In Erie County, at least $500,000 of the $6.5 million set aside to assist nonprofit agencies from the $24.3 million in federal COVID-19 relief funds the county received has been allocated to reimburse the volunteer fire and nonprofit EMS providers for any out-of-pocket expenditures related to COVID-19, County Executive Kathy Dahlkemper said in a statement to the Erie Times-News.

The departments were notified that if they had purchased equipment, supplies or other things for the safety of their members or for enhancing their ability to respond to calls for assistance from the public, they would need to provide documentation to be reimbursed 100 percent from the county utilizing federal Coronavirus Aid, Relief, and Economic Security (CARES) Act funding, Dahlkemper said.

She said eligible expenditures include utilities, insurance, apparatus repairs and fuel, personal protective equipment and other COVID-19-related expenses. It is not available for lost revenue from fundraising events, but departments may be eligible for CARES Act funding administered by the Pennsylvania Department of Human Services if they rely on fairs or festivals that financially support them, according to Dahlkemper’s statement.

Crawford County has given each of its volunteer fire departments $25,000 from its CARES Act funding, county Commissioner Eric Henry said.

Community support

Area volunteer emergency service agencies have had to adapt on the fly to try and generate funds to replace the dollars lost through event cancellations and other COVID-19-related restrictions.

For members of the East Mead Volunteer Fire Department near Meadville, it meant taking advantage of its 13-acre property.

The department holds three fundraisers each year that “kind of meet our budget,” department Treasurer Bill Coston said. Two are raffles, and the third is a food stand the department has operated at the Crawford County Fair since 1977.

With the fair canceled and with a bunch of food already purchased for a spring raffle that was also canceled, Coston said department leaders decided to “change the way we were doing things.”

“Without those three, we had to figure out a way to meet our budget,” he said.

The department decided to sell the food they would have served at the Crawford County Fair on department property off Route 27 in May, and have since held two other monthly events. A fourth is scheduled for Aug. 30.

In addition to department-made food, the events have featured music as well as the offerings of some other vendors that participated in the county fair, Coston said.

The events have gone over well with the community and are doing a little better each time, he said.

The Cambridge Springs community stepped up to help the fire department make up the money lost from the cancellations of its annual carnival, music festival and gun raffle, said Chris French, chief of the Cambridge Springs Volunteer Fire Department.

The department partnered with Found Lounge in the borough to sell carnival food and to hold a boot drive at the Grant Street business over two days in late July. Other businesses donated items for the department to raffle off, including a smoker, gift cards, an electric guitar and a fire ring, he said.

The department has to watch what it spends and has to hold more fundraisers to make up the losses of its three big events, French said. But he said he’s appreciative of everything the community has done to help out.

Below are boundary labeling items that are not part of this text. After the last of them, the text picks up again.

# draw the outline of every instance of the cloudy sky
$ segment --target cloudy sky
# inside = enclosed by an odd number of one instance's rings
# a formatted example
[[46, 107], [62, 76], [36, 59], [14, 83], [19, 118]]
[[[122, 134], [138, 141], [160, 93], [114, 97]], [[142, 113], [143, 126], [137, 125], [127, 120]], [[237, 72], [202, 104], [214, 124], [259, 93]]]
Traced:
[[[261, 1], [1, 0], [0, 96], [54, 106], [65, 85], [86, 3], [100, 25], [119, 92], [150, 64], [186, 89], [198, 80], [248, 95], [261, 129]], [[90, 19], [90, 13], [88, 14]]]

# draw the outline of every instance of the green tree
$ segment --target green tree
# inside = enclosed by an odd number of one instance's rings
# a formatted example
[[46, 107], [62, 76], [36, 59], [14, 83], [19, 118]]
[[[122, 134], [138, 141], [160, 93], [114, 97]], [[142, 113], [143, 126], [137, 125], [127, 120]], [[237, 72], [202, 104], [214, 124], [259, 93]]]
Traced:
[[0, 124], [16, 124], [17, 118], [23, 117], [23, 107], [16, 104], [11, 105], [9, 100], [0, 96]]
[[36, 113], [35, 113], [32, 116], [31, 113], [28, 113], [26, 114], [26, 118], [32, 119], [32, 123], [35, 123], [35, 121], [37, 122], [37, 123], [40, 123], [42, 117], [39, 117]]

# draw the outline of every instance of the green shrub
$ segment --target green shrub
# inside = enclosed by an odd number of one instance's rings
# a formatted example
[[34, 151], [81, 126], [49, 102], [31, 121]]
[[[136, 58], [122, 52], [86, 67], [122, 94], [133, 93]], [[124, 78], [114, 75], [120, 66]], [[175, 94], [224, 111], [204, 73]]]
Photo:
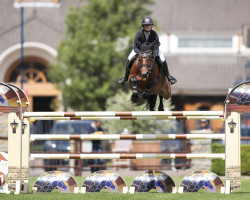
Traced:
[[[225, 153], [225, 146], [213, 143], [212, 153]], [[217, 175], [225, 175], [225, 161], [213, 159], [211, 171]], [[241, 145], [241, 174], [250, 175], [250, 145]]]

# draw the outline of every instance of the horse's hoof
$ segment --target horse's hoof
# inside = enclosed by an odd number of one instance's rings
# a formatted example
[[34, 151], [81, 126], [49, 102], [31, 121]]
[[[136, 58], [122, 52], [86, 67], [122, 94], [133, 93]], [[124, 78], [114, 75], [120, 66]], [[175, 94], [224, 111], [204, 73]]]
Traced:
[[141, 95], [141, 97], [142, 97], [143, 99], [147, 100], [148, 97], [149, 97], [149, 93], [143, 92], [142, 95]]
[[138, 93], [133, 93], [133, 94], [131, 95], [131, 101], [132, 101], [133, 103], [136, 103], [138, 100], [139, 100], [139, 95], [138, 95]]
[[158, 108], [158, 111], [164, 111], [164, 108]]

“People are dropping off checks to the fire department. We’ve had people stop by and say, ‘Here, this is what I would have spent at the carnival,’” he said.

In North East, firefighters held a drive-through fund drive at their stations in June, which “ended up being a really good success,” Fire Chief Dave Meehl said. Then they worked with the Erie County Department of Health on setting up a plan for selling food during the scheduled time of the Cherry Festival, which they were able to do by teaming up with Rusty Wheel Concessions, he said.

Long lines of vehicles weaved their way through Heard Memorial Park daily during the drive-through food sales, which ran from July 14 through 18, Meehl said.

“It was not like a true Cherry Festival, but the community really supported us,” he said. “It helped pay for a lot of key things like insurance to cover the buildings and other things. That’s $40,000-some right there.”